Latest In Childhood Tuberculosis Management According To RNTCP Approved by IAP
Dr. Prof. N. L. Phuljhele (M.D.)*
Prof & Head of Department, Department of Pediatrics, Dr. B.R.A.M. Hospital, Raipur (C.G.) *
It has been assumed that 10% of the total TB cases are found amongst children. Global estimates of 1.5 million new cases and 130,000 deaths due to TB per year amongst children are reported. However, these figures appear to be an underestimate of the size of the problem. Kochi A: The global tuberculosis situation and the new control strategy of the World Health Organization. Tubercle 1991;72:1. World Health Organization (WHO). WHO report on the Tuberculosis epidemic. Geneva: WHO;1996.
Childhood TB Prevalence indicates
  • Community prevalence of sputum smear positive pulmonary tuberculosis (PTB)
  • Age-related prevalence of sputum smear positive PTB
  • Prevalence of childhood risk factors for disease
  • Stage of epidemic

Proper identification and treatment of infectious cases will prevent childhood TB. However often childhood TB is accorded low priority by National TB Control Programmes in Children.
Probable reasons include
  • Diagnostic difficulties
  • Rarely infectious
  • Limited resources
  • Misplaced faith in BCG
  • Lack of data on treatment

But this disregards the impact of tuberculosis on childhood morbidity and mortality. Children can present with TB at any age, but the majority of cases present between age of 1 and 4 years. Disease usually develops within one year of infection - the younger, the earlier and the more disseminated. The PTB prevalence is normally low between the ages of 5 and 12 years, and then increases in adolescence when PTB manifests like adult PTB (post primary tuberculosis)3. PTB in children is usually smear negative. Pulmonary to extra-pulmonary TB (EPTB) ratio is around 3:1.
Treatment of Childhood Tuberculosis
Consensus statement of IAP working Group Indian Pediatric 1997;34:1093-1096. In order to optimize treatment protocol, tuberculosis is classified into 5 groups based on clinical types. The suggested regimen for drug therapy in each of these groups is as follows:
Asymptomatic Mantoux positive < 3 years
Asymptomatic Mantoux positive <5 years with Grades 3 or 4 malnutrition
Mantoux +ve - Recent converter/no signs
Children <3 years with H/O +ve contact
Children <5 years - Grades 3 or 4 malnutrition with H/O +ve contact

Treat with 6 months of INH and Rifampicin.


Primary Complex (lung)
Symptomatic Mantoux +ve <3 years without localization
Symptomatic Mantoux +ve <5 years with Grades 3 or 4 malnutrition without localization
Isolated lymphadenitis
Pleural effusion

Treat with 2 months of INH, Rifampicin and Pyrazanamide followed by 4 months of INH and Rifampicin.

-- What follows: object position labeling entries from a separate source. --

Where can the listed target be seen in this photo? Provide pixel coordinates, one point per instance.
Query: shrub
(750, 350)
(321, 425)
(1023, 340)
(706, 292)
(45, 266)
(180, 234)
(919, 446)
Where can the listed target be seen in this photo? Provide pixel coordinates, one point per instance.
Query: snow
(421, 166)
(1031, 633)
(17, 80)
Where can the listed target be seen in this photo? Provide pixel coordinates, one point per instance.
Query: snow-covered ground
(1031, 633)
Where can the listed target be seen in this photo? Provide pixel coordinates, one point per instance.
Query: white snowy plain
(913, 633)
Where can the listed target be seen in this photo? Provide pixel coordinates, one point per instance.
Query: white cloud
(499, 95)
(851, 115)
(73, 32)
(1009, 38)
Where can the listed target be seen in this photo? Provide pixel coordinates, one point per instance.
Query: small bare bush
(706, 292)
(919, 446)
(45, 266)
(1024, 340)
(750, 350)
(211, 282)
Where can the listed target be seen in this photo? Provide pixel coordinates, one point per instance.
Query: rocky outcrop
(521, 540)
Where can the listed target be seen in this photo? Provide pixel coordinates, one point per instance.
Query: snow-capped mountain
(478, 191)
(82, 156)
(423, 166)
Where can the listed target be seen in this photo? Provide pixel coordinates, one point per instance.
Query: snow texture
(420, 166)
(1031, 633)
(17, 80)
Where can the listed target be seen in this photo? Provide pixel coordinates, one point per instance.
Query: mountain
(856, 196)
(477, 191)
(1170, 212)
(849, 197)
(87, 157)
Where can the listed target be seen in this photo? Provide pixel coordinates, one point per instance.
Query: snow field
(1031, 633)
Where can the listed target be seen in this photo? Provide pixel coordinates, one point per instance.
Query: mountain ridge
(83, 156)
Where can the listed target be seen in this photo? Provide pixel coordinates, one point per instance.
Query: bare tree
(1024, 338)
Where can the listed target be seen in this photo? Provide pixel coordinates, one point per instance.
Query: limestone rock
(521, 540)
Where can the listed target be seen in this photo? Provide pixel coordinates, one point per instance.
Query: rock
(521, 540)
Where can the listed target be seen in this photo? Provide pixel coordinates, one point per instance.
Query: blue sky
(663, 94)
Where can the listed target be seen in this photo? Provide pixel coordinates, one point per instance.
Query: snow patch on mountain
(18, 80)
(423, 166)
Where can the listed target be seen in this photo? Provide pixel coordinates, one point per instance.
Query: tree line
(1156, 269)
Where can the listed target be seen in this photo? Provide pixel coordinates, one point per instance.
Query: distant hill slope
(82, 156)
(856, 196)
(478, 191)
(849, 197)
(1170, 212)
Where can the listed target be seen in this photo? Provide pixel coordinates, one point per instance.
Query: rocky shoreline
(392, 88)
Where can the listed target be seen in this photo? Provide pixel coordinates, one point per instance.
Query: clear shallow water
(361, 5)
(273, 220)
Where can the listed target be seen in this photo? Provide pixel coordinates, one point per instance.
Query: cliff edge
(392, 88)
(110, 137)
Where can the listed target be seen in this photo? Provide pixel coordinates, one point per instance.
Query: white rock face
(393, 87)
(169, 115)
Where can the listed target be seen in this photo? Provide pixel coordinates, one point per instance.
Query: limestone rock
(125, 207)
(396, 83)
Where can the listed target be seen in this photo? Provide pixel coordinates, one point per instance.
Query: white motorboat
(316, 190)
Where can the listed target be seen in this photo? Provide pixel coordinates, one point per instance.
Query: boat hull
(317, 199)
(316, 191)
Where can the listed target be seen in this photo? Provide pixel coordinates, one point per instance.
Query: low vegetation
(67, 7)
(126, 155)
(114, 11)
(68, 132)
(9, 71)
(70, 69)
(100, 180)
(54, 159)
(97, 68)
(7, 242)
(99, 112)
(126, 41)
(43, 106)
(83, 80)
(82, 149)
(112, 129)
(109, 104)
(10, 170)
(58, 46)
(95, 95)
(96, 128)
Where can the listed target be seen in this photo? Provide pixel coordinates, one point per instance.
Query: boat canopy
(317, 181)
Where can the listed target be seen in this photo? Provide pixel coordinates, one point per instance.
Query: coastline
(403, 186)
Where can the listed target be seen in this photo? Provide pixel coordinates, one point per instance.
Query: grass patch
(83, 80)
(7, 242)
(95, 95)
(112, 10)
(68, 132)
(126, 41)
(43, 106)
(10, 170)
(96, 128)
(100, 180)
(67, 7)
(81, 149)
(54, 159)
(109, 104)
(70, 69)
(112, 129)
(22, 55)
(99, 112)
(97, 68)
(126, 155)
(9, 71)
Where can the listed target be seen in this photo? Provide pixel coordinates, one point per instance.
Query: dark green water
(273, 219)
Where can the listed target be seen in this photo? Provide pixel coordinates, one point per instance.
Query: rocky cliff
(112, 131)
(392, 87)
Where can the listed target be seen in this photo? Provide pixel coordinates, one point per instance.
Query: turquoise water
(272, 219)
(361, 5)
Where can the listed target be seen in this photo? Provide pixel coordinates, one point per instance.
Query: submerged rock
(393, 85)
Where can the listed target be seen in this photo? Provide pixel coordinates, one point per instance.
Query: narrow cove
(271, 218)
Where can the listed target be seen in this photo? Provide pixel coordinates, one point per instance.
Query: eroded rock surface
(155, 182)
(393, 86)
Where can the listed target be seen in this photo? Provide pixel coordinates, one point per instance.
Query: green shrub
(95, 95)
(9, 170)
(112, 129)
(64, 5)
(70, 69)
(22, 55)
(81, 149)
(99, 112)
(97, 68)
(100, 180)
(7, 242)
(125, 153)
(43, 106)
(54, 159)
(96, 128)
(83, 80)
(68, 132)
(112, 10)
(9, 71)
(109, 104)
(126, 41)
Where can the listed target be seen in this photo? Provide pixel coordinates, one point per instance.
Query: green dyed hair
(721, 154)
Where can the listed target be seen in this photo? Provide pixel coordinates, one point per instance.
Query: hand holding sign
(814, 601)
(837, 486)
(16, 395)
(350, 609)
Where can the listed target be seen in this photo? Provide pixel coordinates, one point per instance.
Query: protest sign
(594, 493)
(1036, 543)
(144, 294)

Progressive pulmonary disease
Tubercular lymphadenitis - Multiple
Treat 2 months of INH, Rifampicin, Pyrazinamide and Ethambutol followed by 4 months of INH and Rifampicin Continuation phase extended by 3 months in event of non-resolution.

Miliary/Disseminated disease
Cavitatory disease/Bronchopneumonia
Osteoarticular disease
Abdominal, Pericardial, Genitourinary disease
Treat with 2 months of INH, Rifampicin, Pyrazinamide and Ethambutol followed by 7 months of INH and Rifampicin.


Treat with 2 months INH, Rifampicin, Pyrazinamide and Ethambutol followed by 10 months of INH, Rifampicin and Ethambutol.

Dosage Recommendations:

Isoniazid - 5 mg/kg (to be rounded to the closest higher dose)
Rifampicin - 10 mg/kg
Pyrazinamide - 25 mg/kg
Ethambutol - 20 mg/kg
Streptomycin - 20 mg/kg
Prednisolone - 1-2 mg/kg

All the drugs should be administered in a single daily dose on an empty stomach.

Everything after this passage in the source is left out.